Is there error in my code or there is some issue with differences in how arduino and raspberry store data? I don't really have experience in this so my question is how do I send struct that contain two fields of int or there is some better way? I need to transmit id and temperature in one package.

Transmitter code(Arduino)

#include <SPI.h>
#include "RF24.h"
#include <Adafruit_MAX31865.h>

#define RREF      430.0
#define RNOMINAL  100.0

typedef struct{
  int id = 100;
  int temperature = 100;
}
temp;

temp data;

bool radioNumber = 0;
int i =0;
Adafruit_MAX31865 thermo = Adafruit_MAX31865(10, 11, 12, 13);
RF24 radio(7,8);

byte addresses[][6] = {"1Node","2Node"};
bool role = 0;

void setup() {
  Serial.begin(115200);
  thermo.begin(MAX31865_3WIRE);
  radio.begin();
  radio.setChannel(125);
  radio.setPALevel(RF24_PA_MIN);
  radio.powerUp();
  radio.setDataRate(RF24_1MBPS);
  if(radioNumber){
    radio.openWritingPipe(addresses[1]);
    radio.openReadingPipe(1,addresses[0]);
  }else{
    radio.openWritingPipe(addresses[0]);
    radio.openReadingPipe(1,addresses[1]);
  }
  radio.stopListening();
}

void loop() {
      data.id = 1;
      data.temperature = 2;                                   
    //int temp = 2; //thermo.temperature(RNOMINAL, RREF);
    Serial.println(temp);   
    if (!radio.write( &data, sizeof(data) )){
        Serial.println(F("failed"));
     }
     delay(1000);
}

Receiver code(Raspberry pi b3+)

#include <cstdlib>
#include <iostream>
#include <sstream>
#include <string>
#include <unistd.h>
#include <RF24/RF24.h>

using namespace std;

typedef struct{
        int id = 99;   // debug value
        int temperature = 99;
}
temp;

RF24 radio(22,0);
temp data;

bool radioNumber = 1;
const uint8_t pipes[][6] = {"1Node", "2Node"};

int main(int argc, char** argv)
{
    radio.begin();
    radio.setChannel(125);
    radio.setPALevel(RF24_PA_MIN);
    radio.setDataRate(RF24_1MBPS);
    radio.setRetries(15, 15);
    radio.printDetails();
    if (!radioNumber) {
        radio.openWritingPipe(pipes[0]);
        radio.openReadingPipe(1, pipes[1]);
    } else {
        radio.openWritingPipe(pipes[1]);
        radio.openReadingPipe(1, pipes[0]);
    }

    radio.startListening();

    while (1) {
            if (radio.available()) {
                int tem = 0;
                while (radio.available()) {
                    radio.read(&data, sizeof(data));
                }
                cout << tem  << "  " << "id: "<< data.id<< " temperatura: " << data.temperature << endl;
                delay(925);

            }
        }
    return 0;
}

EDIT: Ok after running sizeof(data) on both devices, I notice that structs have different size 4 bytes for arduino and 8 for raspberry. So change on raspberry side to

typedef struct{
  uint16_t id = 100;
  uintt16_t temperature = 100;
}
temp;

And this is working but, may I ask why int have various size on arduino and raspberry?

Answer 1

Your problem is that you are communicating between an 8-bit and a 32-bit architecture.

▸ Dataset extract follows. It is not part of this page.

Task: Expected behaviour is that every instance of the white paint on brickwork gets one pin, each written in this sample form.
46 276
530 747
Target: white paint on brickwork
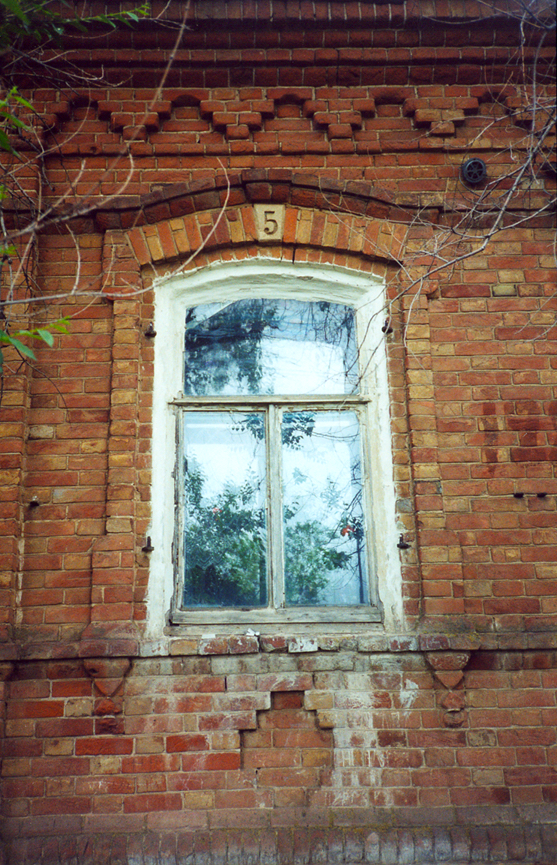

On an 8-bit architecture int is 16 bits. On a 32-bit it's 32 bits. Why the difference? Because "it is". It's how it's always been since the dawn of C. The concept of int is a flexible idea with no fixed defined size - the size is largely defined by the architecture and the compiler. Although conventions now dictate that an int will be 16 bits on an 8-bit system and 32-bits on a 32-bit system.

You can think of it as the integer size being the same as the internal register width of the processor but with a lower bound of 16 bits.

This is precisely why the fixed width integer types uint16_t etc exist - so that you can enforce the same data size on different architectures.

Incidentally you should also be aware of the endianness of your systems. In your case they are both "little endian", but "big" (and even "middle") endian systems also exist. This defines what order each byte of an integer (and other multi-byte data types) is stored in memory. If you send an integer from a little-endian to a big-endian system and don't apply any transformation to the data to reverse the bytes then the values will be completely wrong.